Of all the times for her brother to learn how to hold his tongue.
“She killed my father, and she tried to kill me,” Azula said. She made herself go stone faced; the smell of burning meat abruptly overpowered the sickly sweet scent of Lu Ten’s pipe. “But… I haven’t told anyone everything she did. Not even grandfather. Maybe he knows I’m holding something back. Maybe that’s why he wanted me to visit you, before she’s executed tonight.” To her horror, her voice wavered; she needed to get through this. She needed to convince him.
“What did she do, Azula?”
“I don’t want them to think she’s even more of a traitor than they thought,” Azula said. Her throat was closing up. Her eyes were burning. She used to be such a gifted liar. What was wrong with her?
Lu Ten, with a groan of pain and effort, leaned forward enough that his forehead nearly brushed hers. “Azula. You need to tell me.”
“…I read one of mother’s letters in the aviary before her ladies in waiting got there.” The lie was like sand in her throat. The smell of cooking meat was growing stronger. “And then, while I was waiting for uncle's response, I read more. She was corresponding… conspiring with an organization called the White Lotus. To kill you. To topple the Fire Nation.”
This was the most unbelievable lie she’d ever told, including the one about the 400 foot tall purple platypus bear with pink horns and silver wings. She wouldn’t even be able to trick Zuko, much less that damned Earthbender or her cousin. This was a disaster.

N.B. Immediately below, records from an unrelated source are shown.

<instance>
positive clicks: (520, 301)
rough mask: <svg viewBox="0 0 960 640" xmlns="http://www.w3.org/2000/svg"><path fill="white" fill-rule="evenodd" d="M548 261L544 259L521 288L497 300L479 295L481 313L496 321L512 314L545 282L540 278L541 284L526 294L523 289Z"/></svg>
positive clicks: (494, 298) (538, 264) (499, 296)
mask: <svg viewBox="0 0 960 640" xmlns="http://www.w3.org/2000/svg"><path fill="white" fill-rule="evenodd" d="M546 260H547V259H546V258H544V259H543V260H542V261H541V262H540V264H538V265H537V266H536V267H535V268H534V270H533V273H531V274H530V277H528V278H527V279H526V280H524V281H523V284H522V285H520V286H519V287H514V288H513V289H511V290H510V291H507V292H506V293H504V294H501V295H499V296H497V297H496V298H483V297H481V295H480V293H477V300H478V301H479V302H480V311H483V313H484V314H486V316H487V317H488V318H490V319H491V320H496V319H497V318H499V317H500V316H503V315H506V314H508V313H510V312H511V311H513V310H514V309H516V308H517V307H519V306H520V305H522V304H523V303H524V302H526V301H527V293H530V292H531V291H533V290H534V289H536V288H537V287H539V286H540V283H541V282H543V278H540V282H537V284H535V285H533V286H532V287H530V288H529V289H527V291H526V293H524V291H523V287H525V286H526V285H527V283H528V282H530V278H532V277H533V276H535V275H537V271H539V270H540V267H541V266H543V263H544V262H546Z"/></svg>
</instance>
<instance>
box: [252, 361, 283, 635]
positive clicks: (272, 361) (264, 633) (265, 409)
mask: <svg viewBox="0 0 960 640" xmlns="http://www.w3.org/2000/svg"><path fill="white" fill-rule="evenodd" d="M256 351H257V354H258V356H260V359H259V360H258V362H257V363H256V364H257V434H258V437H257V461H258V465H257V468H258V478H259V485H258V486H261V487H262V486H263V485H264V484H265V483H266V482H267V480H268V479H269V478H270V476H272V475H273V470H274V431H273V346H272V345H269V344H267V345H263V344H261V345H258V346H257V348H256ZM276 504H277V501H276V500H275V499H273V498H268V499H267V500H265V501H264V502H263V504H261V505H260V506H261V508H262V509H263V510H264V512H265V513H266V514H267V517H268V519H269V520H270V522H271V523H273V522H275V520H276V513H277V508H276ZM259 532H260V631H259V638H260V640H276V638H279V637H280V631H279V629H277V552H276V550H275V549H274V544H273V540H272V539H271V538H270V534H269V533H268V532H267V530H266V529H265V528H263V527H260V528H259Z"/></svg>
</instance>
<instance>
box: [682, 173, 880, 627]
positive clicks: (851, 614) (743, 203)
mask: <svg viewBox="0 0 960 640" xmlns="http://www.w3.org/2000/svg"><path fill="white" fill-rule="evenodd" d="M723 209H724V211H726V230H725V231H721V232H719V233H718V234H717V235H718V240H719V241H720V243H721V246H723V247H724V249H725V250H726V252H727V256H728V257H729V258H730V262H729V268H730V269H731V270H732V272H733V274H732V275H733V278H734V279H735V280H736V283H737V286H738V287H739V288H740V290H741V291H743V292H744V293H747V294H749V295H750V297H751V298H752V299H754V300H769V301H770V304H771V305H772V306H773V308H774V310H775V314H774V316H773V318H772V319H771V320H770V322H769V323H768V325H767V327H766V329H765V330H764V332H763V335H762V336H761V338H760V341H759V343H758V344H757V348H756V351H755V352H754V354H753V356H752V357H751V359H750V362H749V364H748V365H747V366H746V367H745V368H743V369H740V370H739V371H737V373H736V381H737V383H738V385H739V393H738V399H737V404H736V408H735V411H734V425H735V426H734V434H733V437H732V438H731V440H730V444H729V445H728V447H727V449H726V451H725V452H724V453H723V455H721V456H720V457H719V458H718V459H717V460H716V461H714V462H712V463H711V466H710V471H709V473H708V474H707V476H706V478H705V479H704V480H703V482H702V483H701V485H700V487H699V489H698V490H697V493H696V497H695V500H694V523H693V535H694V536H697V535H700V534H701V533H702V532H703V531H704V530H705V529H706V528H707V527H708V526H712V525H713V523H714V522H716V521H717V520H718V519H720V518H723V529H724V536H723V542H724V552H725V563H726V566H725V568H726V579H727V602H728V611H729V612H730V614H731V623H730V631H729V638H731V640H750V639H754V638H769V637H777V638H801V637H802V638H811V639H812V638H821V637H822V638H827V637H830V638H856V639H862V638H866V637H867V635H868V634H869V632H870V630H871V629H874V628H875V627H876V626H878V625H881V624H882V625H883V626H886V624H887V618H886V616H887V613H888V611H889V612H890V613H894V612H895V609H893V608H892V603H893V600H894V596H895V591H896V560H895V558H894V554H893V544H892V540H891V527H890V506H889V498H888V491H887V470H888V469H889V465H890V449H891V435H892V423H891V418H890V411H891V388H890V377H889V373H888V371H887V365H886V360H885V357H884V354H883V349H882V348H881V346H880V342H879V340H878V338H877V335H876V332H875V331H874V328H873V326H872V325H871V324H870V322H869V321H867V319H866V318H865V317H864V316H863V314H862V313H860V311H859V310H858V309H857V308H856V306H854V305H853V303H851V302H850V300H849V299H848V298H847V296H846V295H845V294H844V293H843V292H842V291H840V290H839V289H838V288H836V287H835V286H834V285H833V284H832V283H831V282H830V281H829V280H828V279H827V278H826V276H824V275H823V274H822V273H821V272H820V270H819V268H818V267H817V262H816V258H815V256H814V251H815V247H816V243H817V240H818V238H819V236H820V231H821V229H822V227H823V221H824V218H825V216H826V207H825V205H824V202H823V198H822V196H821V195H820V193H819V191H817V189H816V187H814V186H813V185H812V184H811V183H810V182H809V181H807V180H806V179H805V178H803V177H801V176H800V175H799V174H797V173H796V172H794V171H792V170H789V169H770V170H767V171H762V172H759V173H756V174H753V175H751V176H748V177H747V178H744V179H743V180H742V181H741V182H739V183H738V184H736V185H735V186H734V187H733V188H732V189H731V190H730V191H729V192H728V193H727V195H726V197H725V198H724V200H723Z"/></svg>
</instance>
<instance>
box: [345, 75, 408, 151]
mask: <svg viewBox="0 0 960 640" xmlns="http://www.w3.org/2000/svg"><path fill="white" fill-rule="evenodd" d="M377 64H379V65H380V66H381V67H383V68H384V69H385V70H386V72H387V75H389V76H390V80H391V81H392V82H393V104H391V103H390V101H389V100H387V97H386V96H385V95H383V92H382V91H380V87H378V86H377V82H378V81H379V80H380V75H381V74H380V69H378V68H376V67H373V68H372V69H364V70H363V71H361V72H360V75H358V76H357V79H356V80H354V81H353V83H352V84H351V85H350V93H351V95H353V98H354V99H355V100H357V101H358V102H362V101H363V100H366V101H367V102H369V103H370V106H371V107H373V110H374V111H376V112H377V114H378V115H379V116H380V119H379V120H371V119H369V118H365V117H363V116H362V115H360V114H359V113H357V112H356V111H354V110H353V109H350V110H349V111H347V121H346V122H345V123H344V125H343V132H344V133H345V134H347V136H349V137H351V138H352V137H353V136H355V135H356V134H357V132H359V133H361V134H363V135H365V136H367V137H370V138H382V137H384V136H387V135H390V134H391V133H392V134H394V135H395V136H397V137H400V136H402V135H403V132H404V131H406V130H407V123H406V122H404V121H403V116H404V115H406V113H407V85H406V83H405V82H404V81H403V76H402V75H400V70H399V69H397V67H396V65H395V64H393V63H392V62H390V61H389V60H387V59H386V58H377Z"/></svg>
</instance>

“Why wouldn’t you tell anyone?!” Lu Ten asked. Of course, he was seeing right through her.
“I don’t know who I can trust,” Azula said, her voice breaking around the lump in her throat. She turned, finally unable to resist looking, and instead of Ozai burning, it was Ursa, her eyes full of tears. “They have agents in our nation, in our family, Lu Ten, and grandfather is so old. He’ll die soon whether they kill him or not. I don’t know how to save our nation.” Something hot and wet streaked down her face. “I’m scared I won’t be able to.”
“Azula.”
She couldn’t look away from the burning apparition.
“Azula.”
Through a throat full of ash, it rasped, “I love you, Azula.”